I doubt that chronic Lyme really looks like ME. I think it looks more like acute Lyme, but lasting longer, and progressing ultimately to death if untreated. I don't know of any chronic bacterial infections that cause long term illness but are not progressive at all. Syphilis takes a long time to kill you, but it does indeed get you in the end. If there's a relapsing-remitting course, that strongly suggests autoimmunity. A progressive course could be autoimmune or chronic infectious.

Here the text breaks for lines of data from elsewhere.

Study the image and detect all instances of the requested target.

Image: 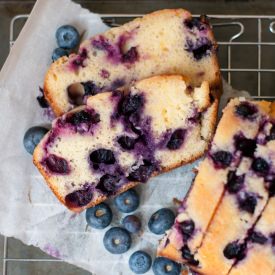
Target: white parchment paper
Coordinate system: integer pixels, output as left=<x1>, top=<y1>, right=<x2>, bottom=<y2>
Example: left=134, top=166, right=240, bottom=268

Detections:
left=0, top=0, right=251, bottom=275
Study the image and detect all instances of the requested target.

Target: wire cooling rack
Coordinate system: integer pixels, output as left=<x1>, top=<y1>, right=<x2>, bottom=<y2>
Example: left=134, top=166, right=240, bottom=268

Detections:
left=3, top=14, right=275, bottom=275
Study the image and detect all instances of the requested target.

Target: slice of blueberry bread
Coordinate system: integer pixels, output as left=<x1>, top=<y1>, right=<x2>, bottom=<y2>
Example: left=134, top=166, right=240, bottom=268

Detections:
left=158, top=99, right=271, bottom=275
left=34, top=76, right=218, bottom=211
left=229, top=196, right=275, bottom=275
left=44, top=9, right=220, bottom=116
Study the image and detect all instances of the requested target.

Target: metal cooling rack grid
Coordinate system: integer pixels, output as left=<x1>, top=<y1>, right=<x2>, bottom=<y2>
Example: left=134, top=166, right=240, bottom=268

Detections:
left=2, top=14, right=275, bottom=275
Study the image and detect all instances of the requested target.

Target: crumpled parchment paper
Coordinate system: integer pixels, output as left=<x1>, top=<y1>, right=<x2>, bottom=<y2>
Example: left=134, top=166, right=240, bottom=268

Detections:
left=0, top=0, right=251, bottom=275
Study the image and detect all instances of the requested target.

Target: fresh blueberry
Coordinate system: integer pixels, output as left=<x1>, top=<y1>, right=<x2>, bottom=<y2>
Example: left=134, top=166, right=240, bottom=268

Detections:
left=236, top=102, right=258, bottom=119
left=117, top=136, right=136, bottom=150
left=129, top=250, right=152, bottom=274
left=122, top=215, right=141, bottom=233
left=179, top=220, right=195, bottom=241
left=44, top=154, right=70, bottom=174
left=121, top=47, right=138, bottom=64
left=212, top=151, right=233, bottom=168
left=66, top=110, right=100, bottom=125
left=90, top=148, right=116, bottom=164
left=86, top=203, right=113, bottom=229
left=238, top=193, right=257, bottom=214
left=167, top=129, right=186, bottom=150
left=226, top=171, right=244, bottom=194
left=52, top=48, right=70, bottom=61
left=148, top=208, right=175, bottom=235
left=96, top=174, right=120, bottom=195
left=249, top=231, right=267, bottom=244
left=235, top=137, right=257, bottom=157
left=121, top=95, right=143, bottom=115
left=128, top=161, right=155, bottom=182
left=223, top=241, right=246, bottom=261
left=23, top=126, right=48, bottom=155
left=65, top=185, right=93, bottom=208
left=103, top=227, right=132, bottom=254
left=181, top=244, right=199, bottom=266
left=55, top=25, right=80, bottom=49
left=252, top=158, right=269, bottom=175
left=115, top=189, right=139, bottom=213
left=153, top=257, right=181, bottom=275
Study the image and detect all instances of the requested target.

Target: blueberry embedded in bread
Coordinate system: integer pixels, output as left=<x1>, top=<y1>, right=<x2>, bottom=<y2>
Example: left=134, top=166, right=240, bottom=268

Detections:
left=44, top=9, right=221, bottom=116
left=34, top=76, right=218, bottom=211
left=158, top=99, right=274, bottom=275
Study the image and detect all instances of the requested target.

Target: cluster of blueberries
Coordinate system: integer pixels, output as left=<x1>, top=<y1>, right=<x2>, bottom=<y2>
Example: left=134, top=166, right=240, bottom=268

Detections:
left=86, top=189, right=181, bottom=275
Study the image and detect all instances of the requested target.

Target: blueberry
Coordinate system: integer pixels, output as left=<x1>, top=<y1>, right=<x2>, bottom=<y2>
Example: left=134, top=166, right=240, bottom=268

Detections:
left=115, top=189, right=139, bottom=213
left=251, top=158, right=269, bottom=175
left=121, top=47, right=138, bottom=63
left=235, top=137, right=257, bottom=157
left=66, top=110, right=100, bottom=125
left=129, top=250, right=152, bottom=274
left=96, top=174, right=120, bottom=195
left=44, top=154, right=70, bottom=174
left=121, top=95, right=143, bottom=115
left=81, top=81, right=102, bottom=95
left=103, top=227, right=132, bottom=254
left=212, top=151, right=233, bottom=168
left=167, top=129, right=186, bottom=150
left=52, top=48, right=70, bottom=61
left=122, top=215, right=141, bottom=233
left=117, top=136, right=136, bottom=150
left=90, top=148, right=116, bottom=164
left=23, top=126, right=48, bottom=155
left=238, top=193, right=257, bottom=214
left=153, top=257, right=181, bottom=275
left=65, top=185, right=93, bottom=208
left=128, top=161, right=156, bottom=182
left=267, top=125, right=275, bottom=141
left=55, top=25, right=80, bottom=49
left=148, top=208, right=175, bottom=235
left=226, top=171, right=244, bottom=194
left=181, top=244, right=199, bottom=266
left=223, top=241, right=246, bottom=261
left=236, top=102, right=258, bottom=119
left=179, top=220, right=195, bottom=241
left=86, top=203, right=113, bottom=229
left=249, top=231, right=267, bottom=244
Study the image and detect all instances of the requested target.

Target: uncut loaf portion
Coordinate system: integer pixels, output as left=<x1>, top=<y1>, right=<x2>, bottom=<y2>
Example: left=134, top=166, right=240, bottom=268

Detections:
left=44, top=9, right=221, bottom=116
left=34, top=76, right=218, bottom=211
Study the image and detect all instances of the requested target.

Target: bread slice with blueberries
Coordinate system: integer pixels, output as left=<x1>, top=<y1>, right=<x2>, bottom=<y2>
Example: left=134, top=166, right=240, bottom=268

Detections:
left=158, top=98, right=275, bottom=275
left=33, top=75, right=218, bottom=212
left=44, top=9, right=221, bottom=116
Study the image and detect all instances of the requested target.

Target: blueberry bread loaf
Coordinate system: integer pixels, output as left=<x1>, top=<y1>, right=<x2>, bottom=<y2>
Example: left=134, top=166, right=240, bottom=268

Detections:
left=44, top=9, right=220, bottom=116
left=34, top=76, right=218, bottom=211
left=158, top=99, right=275, bottom=275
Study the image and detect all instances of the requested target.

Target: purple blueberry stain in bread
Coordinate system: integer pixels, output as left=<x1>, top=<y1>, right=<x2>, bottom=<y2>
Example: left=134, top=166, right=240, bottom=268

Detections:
left=90, top=148, right=116, bottom=165
left=43, top=154, right=70, bottom=175
left=226, top=171, right=245, bottom=194
left=100, top=69, right=110, bottom=78
left=235, top=135, right=257, bottom=157
left=69, top=48, right=88, bottom=70
left=185, top=37, right=213, bottom=60
left=96, top=174, right=122, bottom=196
left=166, top=129, right=186, bottom=150
left=65, top=184, right=94, bottom=208
left=235, top=101, right=258, bottom=120
left=223, top=241, right=246, bottom=261
left=238, top=192, right=257, bottom=214
left=211, top=151, right=233, bottom=168
left=181, top=244, right=199, bottom=266
left=251, top=157, right=270, bottom=176
left=248, top=231, right=268, bottom=244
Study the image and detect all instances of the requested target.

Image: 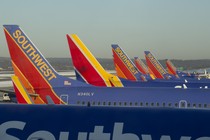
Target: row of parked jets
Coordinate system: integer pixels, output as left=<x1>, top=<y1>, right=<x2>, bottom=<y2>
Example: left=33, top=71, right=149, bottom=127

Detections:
left=0, top=25, right=210, bottom=140
left=4, top=25, right=210, bottom=108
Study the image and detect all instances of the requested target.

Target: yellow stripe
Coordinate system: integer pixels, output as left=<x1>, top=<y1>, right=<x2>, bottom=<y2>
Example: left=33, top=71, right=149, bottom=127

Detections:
left=107, top=72, right=124, bottom=87
left=11, top=75, right=33, bottom=104
left=4, top=28, right=66, bottom=104
left=69, top=34, right=111, bottom=87
left=115, top=63, right=128, bottom=79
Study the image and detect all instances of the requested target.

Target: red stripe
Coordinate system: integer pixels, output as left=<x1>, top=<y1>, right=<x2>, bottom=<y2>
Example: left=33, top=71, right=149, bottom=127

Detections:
left=166, top=61, right=176, bottom=75
left=5, top=31, right=60, bottom=104
left=134, top=59, right=147, bottom=74
left=67, top=35, right=106, bottom=86
left=145, top=55, right=164, bottom=79
left=112, top=49, right=137, bottom=81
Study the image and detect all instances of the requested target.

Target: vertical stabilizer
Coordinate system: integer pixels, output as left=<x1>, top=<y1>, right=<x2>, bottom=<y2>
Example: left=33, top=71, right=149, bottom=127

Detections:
left=67, top=34, right=122, bottom=87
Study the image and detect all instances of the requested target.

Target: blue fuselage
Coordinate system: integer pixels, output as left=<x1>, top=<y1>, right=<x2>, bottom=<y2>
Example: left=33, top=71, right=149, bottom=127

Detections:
left=0, top=104, right=210, bottom=140
left=51, top=86, right=210, bottom=108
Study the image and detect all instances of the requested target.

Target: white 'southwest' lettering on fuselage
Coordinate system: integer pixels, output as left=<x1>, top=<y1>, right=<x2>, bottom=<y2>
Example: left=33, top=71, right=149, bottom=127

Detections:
left=0, top=121, right=210, bottom=140
left=12, top=30, right=56, bottom=81
left=115, top=47, right=138, bottom=75
left=147, top=53, right=166, bottom=74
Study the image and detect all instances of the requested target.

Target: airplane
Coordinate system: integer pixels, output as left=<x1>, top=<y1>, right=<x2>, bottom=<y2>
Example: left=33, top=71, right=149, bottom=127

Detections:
left=144, top=51, right=179, bottom=80
left=67, top=34, right=123, bottom=87
left=166, top=59, right=198, bottom=78
left=4, top=25, right=210, bottom=108
left=112, top=44, right=151, bottom=81
left=11, top=75, right=45, bottom=104
left=67, top=34, right=200, bottom=88
left=0, top=104, right=210, bottom=140
left=134, top=57, right=149, bottom=74
left=144, top=51, right=199, bottom=82
left=112, top=44, right=210, bottom=88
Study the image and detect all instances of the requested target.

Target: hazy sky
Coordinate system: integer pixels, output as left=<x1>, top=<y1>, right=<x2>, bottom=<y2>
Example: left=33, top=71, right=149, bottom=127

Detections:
left=0, top=0, right=210, bottom=59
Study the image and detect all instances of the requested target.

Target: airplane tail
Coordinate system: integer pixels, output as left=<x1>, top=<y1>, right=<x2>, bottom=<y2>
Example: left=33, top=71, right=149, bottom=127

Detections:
left=67, top=34, right=123, bottom=87
left=112, top=44, right=151, bottom=81
left=4, top=25, right=89, bottom=104
left=166, top=59, right=178, bottom=76
left=134, top=57, right=155, bottom=80
left=134, top=57, right=149, bottom=74
left=11, top=75, right=34, bottom=104
left=144, top=51, right=174, bottom=79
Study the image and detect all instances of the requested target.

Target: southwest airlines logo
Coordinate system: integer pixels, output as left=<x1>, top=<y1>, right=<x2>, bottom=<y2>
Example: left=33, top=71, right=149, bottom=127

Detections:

People with HLA-DR4 are not completely unable to fight Lyme. First of all, there are many HLA's involved, and you have 2 copies of each, one from each parent. Even if you were homozygous for DRB1*04, you'd still have other HLA 2's that could react (e.g. DP, DQ). Some HLA's, however, seem to choose very effective peptide fragments to react to, whereas others tend to choose less effective ones (the exact fragments chosen are very closely related to the exact HLA's a person has). You'll still produce antibodies though - everyone will - but it might influence how effectively the pathogen is controlled.

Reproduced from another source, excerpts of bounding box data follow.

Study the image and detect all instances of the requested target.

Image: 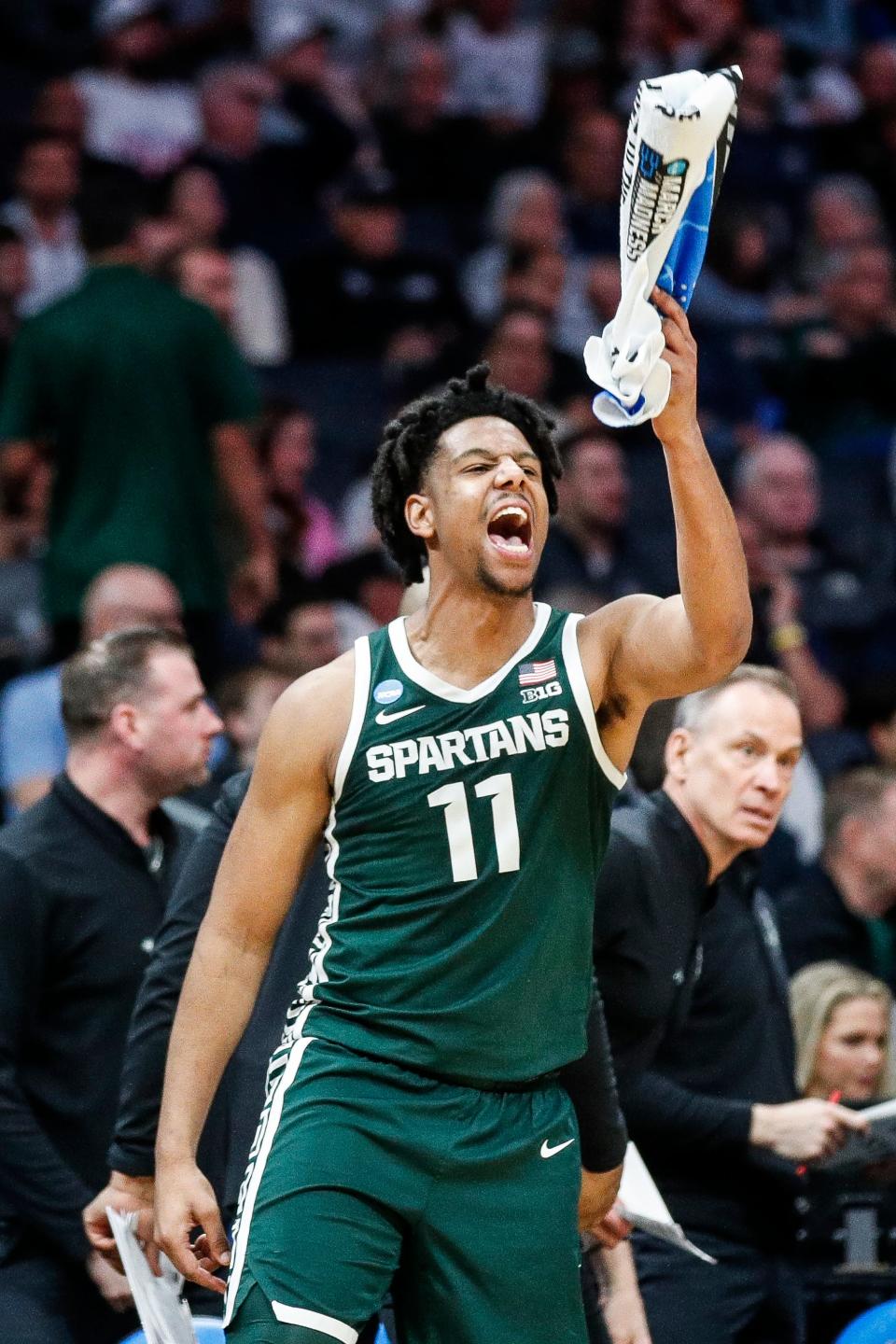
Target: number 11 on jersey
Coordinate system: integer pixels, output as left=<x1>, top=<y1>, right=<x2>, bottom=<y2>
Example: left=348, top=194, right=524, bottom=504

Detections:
left=426, top=774, right=520, bottom=882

I suspect there are other factors involved which cause the long term immune dysregulation to become chronic or not. I think the HLA's come in in that if you rapidly subdue a pathogen, you're less likely to go into a chronically altered immune state. I suspect that the mechanism of post-Lyme is autoimmune, possibly something like a GBS with campylobacter. Some people recover fully, some develop long term chronic illness, even though both sets clear the pathogen.
I doubt that chronic Lyme really looks like ME. I think it looks more like acute Lyme, but lasting longer, and progressing ultimately to death if untreated. I don't know of any chronic bacterial infections that cause long term illness but are not progressive at all. Syphilis takes a long time to kill you, but it does indeed get you in the end. If there's a relapsing-remitting course, that strongly suggests autoimmunity. A progressive course could be autoimmune or chronic infectious.
Citations? Numbers?
This is why antibiotics are used for treatment.
The point is not that the lyme is persistent. It is. The issue is if you need to take an antibiotic on a long term basis to kill the persitent borella.
Anecdotes might have a place as far as generating a hypothesis but they can't be comaped to credible science based data/studies.
I read about a patient who was treated for lyme and it turnrd out he had something else and susequently died. Does that mean my anecdote has the same weight as yours and they cancel each other.
In the study/video that was cited on the other thread by @Dolphin there were many samples from healthy people to an alternative lab and their blood tests were diagnosed as positive. There are big implications from this. In case anyone wants to watch it again:
http://globalnews.ca/video/2098060/explaining-the-mysteries-of-lyme-disease
Barb
ETA I will post the citation for the man that died. I think I know where it is but I've read so much on Lyme this past week, it may take me some time.